Después hicimos El padre, de August Strindberg. Con este espectáculo empezó El Excéntrico de la 18 mi teatro, a quien Ure bautizó con ese nombre y que está cumpliendo treinta años. La obra fue actuada solo por mujeres, en un mundo erotizado, sosteniendo sus roles femeninos y masculinos. Yo era El Padre, vestida con un ropaje de chiffon, tacos aguja y labios muy rojos. Los elencos estallaban. Nunca ensayé tantos reemplazos en toda mi vida. Era un paisaje de mujeres muy femeninas en un mundo sin hombres. Una pesadilla. En el público se generaba una poética de transgresión y una mirada tan desolada y perversa que los hombres salían totalmente deprimidos y las mujeres recontra angustiadas.

Luego Antígona, de Sófocles. Con traducción de Ure y Elisa Carnelli, su esposa, traductora de griego ático. Fue una versión militarizada en plena época de los carapintadas. Era casi imposible no asociar la decisión de Antígona de enterrar a su hermano contra las leyes de la ciudad, con los equipos de antropología forense que encontraban cadáveres todo el tiempo, sobre el trágico fondo de los treinta mil desaparecidos, que ya eran una realidad insoslayable. 

La última fue Los invertidos, de José González Castillo, dramaturgo anarquista, poeta del tango, padre del gran Cátulo. Cuando la Compañía Muiño/Alippi/Blanca Podestá, la estrenó en Buenos Aires, el intendente de turno, un Anchorena, la prohibió. La hicimos con enorme éxito de público. Ganamos muchos premios pero esta obra recibió también la curiosa condena de la crítica teatral, que interpretó la hipocresía de la oligarquía argentina para reprimir la homosexualidad como una condena a la misma.
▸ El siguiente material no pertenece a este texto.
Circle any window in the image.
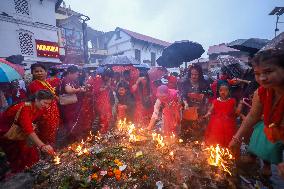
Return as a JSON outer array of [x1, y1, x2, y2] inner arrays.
[[14, 0, 30, 16], [151, 52, 156, 66], [115, 31, 121, 40], [135, 49, 141, 62], [19, 31, 34, 55]]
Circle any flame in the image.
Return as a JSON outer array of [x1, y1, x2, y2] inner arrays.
[[53, 156, 60, 165], [206, 144, 233, 175], [152, 133, 165, 148]]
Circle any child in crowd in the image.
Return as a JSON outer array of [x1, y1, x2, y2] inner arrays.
[[204, 83, 240, 147], [116, 81, 135, 121]]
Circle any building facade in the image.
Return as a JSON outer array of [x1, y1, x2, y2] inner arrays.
[[207, 43, 249, 70], [0, 0, 62, 68], [107, 28, 171, 66]]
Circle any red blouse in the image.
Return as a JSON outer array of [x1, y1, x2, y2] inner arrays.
[[0, 102, 42, 135], [28, 80, 55, 95], [258, 87, 284, 142], [46, 77, 60, 88]]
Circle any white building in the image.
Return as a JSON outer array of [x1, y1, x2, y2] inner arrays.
[[107, 28, 171, 66], [0, 0, 62, 67]]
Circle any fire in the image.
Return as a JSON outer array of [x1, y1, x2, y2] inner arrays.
[[206, 144, 233, 175], [152, 133, 165, 148], [53, 156, 61, 165]]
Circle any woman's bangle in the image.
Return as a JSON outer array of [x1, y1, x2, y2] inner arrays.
[[233, 136, 242, 144], [39, 144, 46, 151]]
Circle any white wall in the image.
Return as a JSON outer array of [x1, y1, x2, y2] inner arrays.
[[0, 0, 60, 66], [107, 31, 163, 65], [133, 42, 163, 66], [107, 31, 134, 57]]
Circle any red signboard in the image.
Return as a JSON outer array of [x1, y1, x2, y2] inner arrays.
[[36, 40, 59, 58]]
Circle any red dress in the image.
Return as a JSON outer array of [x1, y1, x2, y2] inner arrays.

Recuerdo que Ure escribió unas líneas muy graciosas diciendo que era como si la Embajada de Dinamarca elevara una protesta al gobierno de Inglaterra porque Hamlet dice que “algo huele a podrido en Dinamarca”.

El teatro a veces construye poéticas, metáforas, ficciones reveladoras. No siempre el público, la crítica, las estéticas domesticadas reciben, aprueban, reconocen ese poder extraordinario de poner en escena lo que nadie quiere ver. Eso hacía Ure con sus obras.

En las próximas navidades se habrían cumplido veinte años desde el ACV que dejó a Ure fuera de la cancha. Yo llegué a estar segura de que no se iba a morir nunca y me parece que él tardó tanto en partir de tanto miedo que le tenía a la muerte. Una resistencia de más de diecinueve años. Extraordinaria. Un peleador de fondo. Tanto dolor.

Queda su palabra. Su voz. Sus obras. Sus escritos. Los ramalazos que nos atravesaron a los que vimos su teatro, a los que trabajamos con él, los que lo leímos y los que lo seguiremos leyendo. Ure fue un francotirador que nos apuntaba al corazón.